• aşkın özü merak etmek olduğu için, iyi ve araştırmacının işine yarayan aşk türü. ancak bilime gönül vermiş insanları iki liralık araştırma görevlisi maaşı, sadece ikişer üçer senelik kariyer planları ve berbat lojman koşullarına ikna etmek için kullanılması ("sevmesen yapmazdın, o kadar merak ediyorsun ki para vermeseler de yaparsın zaten, ulvi bir şey bu") her türlü etiğe aykırıdır.
  • öğrencilik bittikten sonra yavaş yavaş uzaklaşarak gözden kaybolandır.
  • benim için yaklaşık olarak 2014 yılında başlayan ve hâlâ devam eden hissiyattır.

    bilinmeyene doğru açılan kapı her zaman heyecan veriyor bana. tarif edilemez bir duygu. sürekli yeni şeyler öğrenme isteğiniz oluyor ve bir de önünüzde cevaplanmayı bekleyen koskoca evren olduğunu hatırlayınca mutlu oluyorsunuz. gece gökyüzünde yıldızlara bakarken içinizi bir huzur kaplıyor. keşke o yıldızın yakınlarında olabilsem diye düşünürken, aslında o yıldızın geçmişini gördüğünüzü hatırladığınızda yaşadığınız o mutluluk...

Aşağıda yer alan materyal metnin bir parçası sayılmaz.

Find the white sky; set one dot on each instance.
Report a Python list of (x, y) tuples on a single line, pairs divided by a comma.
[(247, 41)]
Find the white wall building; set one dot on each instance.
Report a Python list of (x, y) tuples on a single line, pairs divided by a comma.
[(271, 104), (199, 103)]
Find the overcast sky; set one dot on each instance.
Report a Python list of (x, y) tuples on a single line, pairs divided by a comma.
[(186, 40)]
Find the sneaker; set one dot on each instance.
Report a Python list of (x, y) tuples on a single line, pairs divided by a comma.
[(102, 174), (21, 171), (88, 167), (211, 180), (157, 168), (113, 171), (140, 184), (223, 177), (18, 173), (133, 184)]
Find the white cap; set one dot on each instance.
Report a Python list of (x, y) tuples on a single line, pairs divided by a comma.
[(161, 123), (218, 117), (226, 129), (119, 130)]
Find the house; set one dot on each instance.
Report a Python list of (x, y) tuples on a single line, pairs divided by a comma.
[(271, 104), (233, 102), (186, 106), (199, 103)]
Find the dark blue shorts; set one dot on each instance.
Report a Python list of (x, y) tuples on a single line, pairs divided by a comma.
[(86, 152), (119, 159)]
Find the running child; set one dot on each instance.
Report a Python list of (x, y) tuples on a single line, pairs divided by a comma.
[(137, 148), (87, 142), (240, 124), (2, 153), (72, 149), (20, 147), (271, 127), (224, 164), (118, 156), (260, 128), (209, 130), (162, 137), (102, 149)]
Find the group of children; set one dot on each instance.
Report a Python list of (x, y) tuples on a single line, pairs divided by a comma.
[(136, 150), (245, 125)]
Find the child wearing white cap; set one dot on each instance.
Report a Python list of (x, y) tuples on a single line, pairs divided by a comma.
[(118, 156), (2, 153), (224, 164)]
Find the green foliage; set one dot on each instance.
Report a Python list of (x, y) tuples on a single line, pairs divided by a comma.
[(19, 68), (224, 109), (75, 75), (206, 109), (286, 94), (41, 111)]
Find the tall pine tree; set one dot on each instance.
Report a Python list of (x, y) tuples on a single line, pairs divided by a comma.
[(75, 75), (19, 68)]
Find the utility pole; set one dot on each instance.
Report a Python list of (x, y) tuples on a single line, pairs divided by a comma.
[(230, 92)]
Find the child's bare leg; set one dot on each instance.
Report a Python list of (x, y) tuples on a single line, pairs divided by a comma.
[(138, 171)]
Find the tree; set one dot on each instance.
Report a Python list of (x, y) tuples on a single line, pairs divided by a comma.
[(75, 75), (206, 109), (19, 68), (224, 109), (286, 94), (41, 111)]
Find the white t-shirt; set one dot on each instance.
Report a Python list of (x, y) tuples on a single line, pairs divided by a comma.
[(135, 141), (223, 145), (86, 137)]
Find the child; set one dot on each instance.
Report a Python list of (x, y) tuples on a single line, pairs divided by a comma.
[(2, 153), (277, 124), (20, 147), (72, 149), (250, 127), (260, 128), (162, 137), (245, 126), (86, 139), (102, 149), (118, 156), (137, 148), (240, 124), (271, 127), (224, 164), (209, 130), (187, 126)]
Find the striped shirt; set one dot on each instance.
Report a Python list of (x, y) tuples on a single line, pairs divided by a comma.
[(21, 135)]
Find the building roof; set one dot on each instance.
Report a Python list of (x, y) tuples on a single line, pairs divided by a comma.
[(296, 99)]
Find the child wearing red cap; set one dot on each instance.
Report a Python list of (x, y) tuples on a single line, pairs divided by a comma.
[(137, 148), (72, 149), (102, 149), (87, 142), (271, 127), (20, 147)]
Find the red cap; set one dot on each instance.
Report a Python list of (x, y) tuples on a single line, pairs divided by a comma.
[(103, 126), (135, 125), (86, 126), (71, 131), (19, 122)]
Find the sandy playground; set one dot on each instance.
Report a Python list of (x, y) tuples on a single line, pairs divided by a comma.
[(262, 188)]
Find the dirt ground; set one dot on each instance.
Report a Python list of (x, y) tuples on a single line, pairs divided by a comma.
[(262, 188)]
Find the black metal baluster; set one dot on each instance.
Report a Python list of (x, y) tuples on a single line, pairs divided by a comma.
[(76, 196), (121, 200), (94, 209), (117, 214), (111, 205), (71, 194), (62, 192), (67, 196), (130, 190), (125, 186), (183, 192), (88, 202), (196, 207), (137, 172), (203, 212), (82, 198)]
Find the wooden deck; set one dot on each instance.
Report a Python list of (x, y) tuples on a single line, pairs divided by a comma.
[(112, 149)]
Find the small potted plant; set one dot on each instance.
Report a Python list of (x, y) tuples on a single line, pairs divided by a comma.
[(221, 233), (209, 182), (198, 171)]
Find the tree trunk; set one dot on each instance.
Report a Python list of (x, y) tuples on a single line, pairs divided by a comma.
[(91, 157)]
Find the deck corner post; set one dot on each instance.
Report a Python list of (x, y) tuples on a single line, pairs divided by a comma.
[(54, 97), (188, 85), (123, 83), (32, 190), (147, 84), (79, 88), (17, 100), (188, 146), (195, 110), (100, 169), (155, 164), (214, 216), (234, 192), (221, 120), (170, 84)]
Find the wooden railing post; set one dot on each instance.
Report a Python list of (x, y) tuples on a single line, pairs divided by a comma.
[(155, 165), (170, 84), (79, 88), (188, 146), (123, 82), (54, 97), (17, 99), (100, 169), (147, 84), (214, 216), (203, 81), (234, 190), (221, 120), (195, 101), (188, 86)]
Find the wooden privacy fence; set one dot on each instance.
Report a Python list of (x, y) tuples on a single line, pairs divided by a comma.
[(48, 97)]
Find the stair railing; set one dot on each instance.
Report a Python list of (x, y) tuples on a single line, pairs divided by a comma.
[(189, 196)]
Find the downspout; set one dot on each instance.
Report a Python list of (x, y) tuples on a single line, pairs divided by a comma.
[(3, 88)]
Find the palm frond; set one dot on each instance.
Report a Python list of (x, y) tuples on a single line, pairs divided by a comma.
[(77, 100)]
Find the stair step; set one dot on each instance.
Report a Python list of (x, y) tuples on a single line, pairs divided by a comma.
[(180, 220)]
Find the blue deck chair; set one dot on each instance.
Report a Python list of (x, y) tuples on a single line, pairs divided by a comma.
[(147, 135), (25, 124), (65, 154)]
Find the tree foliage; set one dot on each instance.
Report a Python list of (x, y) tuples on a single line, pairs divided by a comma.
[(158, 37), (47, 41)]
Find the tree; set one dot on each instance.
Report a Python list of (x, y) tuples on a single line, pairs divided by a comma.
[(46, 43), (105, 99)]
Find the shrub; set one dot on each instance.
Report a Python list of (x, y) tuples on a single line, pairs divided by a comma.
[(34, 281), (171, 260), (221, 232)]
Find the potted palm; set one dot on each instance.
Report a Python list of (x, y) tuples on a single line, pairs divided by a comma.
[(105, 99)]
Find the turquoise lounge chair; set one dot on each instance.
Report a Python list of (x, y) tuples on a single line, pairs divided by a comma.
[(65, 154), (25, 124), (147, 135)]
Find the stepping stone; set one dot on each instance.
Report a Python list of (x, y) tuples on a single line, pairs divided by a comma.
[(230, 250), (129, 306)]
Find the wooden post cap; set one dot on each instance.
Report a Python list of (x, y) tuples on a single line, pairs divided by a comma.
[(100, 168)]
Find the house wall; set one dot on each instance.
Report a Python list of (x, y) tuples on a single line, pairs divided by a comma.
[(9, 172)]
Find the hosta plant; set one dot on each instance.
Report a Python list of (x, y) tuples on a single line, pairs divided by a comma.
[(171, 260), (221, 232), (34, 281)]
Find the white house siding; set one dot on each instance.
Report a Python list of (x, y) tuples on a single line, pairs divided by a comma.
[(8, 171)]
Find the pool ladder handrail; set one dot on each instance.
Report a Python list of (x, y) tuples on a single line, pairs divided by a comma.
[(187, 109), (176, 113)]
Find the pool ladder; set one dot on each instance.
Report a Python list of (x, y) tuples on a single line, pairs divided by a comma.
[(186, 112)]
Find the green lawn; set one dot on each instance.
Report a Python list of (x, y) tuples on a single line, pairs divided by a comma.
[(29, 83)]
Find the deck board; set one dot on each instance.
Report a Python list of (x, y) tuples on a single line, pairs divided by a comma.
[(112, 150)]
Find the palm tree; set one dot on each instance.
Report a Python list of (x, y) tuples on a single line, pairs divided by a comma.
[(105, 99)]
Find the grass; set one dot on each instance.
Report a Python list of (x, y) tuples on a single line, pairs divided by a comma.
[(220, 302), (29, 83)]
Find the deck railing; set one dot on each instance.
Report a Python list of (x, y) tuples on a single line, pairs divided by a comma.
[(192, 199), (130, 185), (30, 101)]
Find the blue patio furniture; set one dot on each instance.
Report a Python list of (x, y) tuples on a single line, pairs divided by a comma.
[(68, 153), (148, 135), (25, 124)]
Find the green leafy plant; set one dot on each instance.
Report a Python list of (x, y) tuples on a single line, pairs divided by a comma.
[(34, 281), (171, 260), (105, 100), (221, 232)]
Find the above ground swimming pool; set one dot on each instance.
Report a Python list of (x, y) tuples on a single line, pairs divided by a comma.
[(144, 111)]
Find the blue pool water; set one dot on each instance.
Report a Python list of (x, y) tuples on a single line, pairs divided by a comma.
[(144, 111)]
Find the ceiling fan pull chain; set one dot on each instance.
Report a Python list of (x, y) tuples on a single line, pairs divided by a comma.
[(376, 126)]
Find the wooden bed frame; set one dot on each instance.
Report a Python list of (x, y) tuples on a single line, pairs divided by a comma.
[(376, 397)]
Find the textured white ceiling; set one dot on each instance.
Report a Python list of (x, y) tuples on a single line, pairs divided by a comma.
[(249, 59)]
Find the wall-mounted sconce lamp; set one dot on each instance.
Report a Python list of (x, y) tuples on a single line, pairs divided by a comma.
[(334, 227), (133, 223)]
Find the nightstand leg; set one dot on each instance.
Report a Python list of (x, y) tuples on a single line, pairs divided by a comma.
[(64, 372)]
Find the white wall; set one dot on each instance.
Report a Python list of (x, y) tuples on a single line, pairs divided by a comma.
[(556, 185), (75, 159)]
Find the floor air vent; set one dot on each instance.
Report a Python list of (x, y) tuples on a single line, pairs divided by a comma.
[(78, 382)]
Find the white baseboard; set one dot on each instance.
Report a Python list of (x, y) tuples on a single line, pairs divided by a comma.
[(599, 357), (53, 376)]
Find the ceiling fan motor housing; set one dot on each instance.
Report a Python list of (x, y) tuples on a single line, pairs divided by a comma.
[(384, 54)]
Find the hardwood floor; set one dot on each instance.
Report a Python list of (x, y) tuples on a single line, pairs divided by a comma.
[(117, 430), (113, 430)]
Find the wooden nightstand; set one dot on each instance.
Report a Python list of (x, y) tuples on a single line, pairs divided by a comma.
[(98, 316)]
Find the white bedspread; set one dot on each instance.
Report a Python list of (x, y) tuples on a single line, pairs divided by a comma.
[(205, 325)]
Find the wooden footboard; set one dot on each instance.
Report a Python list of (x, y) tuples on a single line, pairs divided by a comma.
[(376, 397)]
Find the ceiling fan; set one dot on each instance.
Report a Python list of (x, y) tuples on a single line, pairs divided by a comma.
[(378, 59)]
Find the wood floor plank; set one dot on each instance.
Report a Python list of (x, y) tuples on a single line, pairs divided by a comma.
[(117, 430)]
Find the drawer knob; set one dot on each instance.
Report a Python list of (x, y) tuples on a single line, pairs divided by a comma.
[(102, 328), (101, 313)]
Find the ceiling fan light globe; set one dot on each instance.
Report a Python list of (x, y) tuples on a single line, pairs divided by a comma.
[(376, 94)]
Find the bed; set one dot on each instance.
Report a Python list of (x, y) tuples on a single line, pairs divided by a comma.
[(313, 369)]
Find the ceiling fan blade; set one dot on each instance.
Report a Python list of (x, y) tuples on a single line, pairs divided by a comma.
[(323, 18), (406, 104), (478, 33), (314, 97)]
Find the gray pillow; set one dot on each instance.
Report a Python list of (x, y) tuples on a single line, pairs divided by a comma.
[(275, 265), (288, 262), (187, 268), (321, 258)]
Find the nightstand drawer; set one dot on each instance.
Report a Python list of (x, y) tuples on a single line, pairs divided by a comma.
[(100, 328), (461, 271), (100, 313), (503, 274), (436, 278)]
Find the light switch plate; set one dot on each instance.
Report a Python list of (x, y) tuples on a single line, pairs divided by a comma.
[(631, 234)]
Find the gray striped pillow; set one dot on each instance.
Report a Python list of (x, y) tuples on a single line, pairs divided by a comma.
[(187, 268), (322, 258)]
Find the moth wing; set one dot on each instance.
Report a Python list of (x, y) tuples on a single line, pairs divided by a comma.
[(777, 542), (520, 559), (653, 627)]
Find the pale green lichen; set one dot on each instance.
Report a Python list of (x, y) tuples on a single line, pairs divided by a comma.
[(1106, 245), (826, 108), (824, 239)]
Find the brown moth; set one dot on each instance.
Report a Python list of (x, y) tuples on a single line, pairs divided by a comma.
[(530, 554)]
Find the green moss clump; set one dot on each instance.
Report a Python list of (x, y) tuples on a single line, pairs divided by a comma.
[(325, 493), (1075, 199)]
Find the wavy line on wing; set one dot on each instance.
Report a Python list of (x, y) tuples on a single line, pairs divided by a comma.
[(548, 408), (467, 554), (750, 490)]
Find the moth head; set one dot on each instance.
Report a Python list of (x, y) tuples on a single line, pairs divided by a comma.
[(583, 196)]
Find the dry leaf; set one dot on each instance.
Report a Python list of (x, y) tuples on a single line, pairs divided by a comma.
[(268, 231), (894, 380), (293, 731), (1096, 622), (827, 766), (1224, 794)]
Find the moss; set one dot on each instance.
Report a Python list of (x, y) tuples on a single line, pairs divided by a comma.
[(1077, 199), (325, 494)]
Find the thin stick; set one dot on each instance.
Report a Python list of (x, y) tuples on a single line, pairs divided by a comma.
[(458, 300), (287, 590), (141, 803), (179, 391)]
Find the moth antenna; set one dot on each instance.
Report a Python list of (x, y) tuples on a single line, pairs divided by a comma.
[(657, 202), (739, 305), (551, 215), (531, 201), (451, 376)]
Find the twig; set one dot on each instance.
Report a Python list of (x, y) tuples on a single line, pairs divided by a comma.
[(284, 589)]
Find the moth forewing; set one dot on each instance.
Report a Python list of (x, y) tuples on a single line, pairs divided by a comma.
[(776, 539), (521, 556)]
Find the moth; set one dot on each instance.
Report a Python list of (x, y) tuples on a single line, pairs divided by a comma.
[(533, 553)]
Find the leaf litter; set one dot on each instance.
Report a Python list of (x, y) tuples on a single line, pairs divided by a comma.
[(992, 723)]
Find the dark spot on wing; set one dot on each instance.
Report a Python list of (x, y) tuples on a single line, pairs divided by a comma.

    sadece uzay da değil, bilimin hangi dalına merakınız varsa da bu duygular yeşeriyor. mesela benim merakım olan biyoloji. evrimsel biyoloji. canlılara baktığımda her bir özelliğinin(deri rengi, saç tipi, gözü, burnu vs.) aslında milyonlarca yıllık evrimin ürünü olduğunu, her birinin, canlıların iki amacı olan hayatta kalmak ve üremek için o şekilde evrildiğini düşündüğümde yaşadığım o keyif verici şeyin tarifi yok.

    tabii bazı insanlar bu tür şeylerden haz almıyorlar. hatta bazıları daha da ileri gidip, bilim hiçbir şey bilemiyor sürekli çürütüyorlar teorileri hangisinin doğru olduğunu bilemezsin diyorlar. onlara richard feynman'ın bir sözüyle cevap vermek istiyorum; "sorgulanamayan cevaplardansa, cevaplanamayan soruları tercih ederim."
  • üzmeyen tek aşk cebimde 10gb textbook makale ile geziyorum acayip iyi hissetiriyo bilginin avucumun içinde olması
  • pek çok entelektüel aşk gibi varoluştan doğar ve bence en güzelidir.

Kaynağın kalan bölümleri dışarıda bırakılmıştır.